I have a column in Pandas dataframe 'Comment Text' which contains the dates in this format(showing here, only first observation):
7/09/2018 11:59:37 AM;12:01:33 PM;00:01:56
Adding Dataframe sample:
df = pd.DataFrame({'Common Text':['7/09/2018 11:59:37 AM;12:01:33 PM;00:01:56', 'Adams Gill Christ 4 Oct 2017 02:52 PM', '4/08/2017 4:30:49 PM ;4:37:23 PM;00:06:34', '5/07/2018 10:14:03 AM ;10:21:35 AM;00:07:31', 'the call was made on 20 Jun 2017\nbut call not found on system', 'Call made on 7/03/2018 8:22:25 AM', 'Review is during 30 May to 1 March 2018']})

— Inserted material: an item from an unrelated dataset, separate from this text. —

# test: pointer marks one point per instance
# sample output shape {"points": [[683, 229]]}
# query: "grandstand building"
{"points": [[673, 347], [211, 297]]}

But when I did something like this:
import datefinder
FD = datefinder.find_dates(df['Comment Text'][0])
for dates in FD:
print(dates)
I got the following result:
2018-07-09 11:59:37
2019-06-20 12:01:33
2019-06-20 00:01:56
Which is not correct as I was expecting only 2018-07-09
to return as result.
If I understand you correctly and your data always has the two date structures you've shown as example. You can use regex.
# Make example data
df = pd.DataFrame({'Common Text':['7/09/2018 11:59:37 AM;12:01:33 PM;00:01:56',
'Adams Gill Christ 4 Oct 2017 02:52 PM',
'4/08/2017 4:30:49 PM ;4:37:23 PM;00:06:34',
'5/07/2018 10:14:03 AM ;10:21:35 AM;00:07:31',
'the call was made on 20 Jun 2017\nbut call not found on system']})
Common Text
0 7/09/2018 11:59:37 AM;12:01:33 PM;00:01:56
1 Adams Gill Christ 4 Oct 2017 02:52 PM
2 4/08/2017 4:30:49 PM ;4:37:23 PM;00:06:34
3 5/07/2018 10:14:03 AM ;10:21:35 AM;00:07:31
4 the call was made on 20 Jun 2017\nbut call not...
Use str.extract
.
s = df['Common Text'].str.extract('(.+?(?=\s\d{1,2}:\d{2}:\d{2}))|(\d{1,2}\s[A-Za-z]{3}\s\d{4})')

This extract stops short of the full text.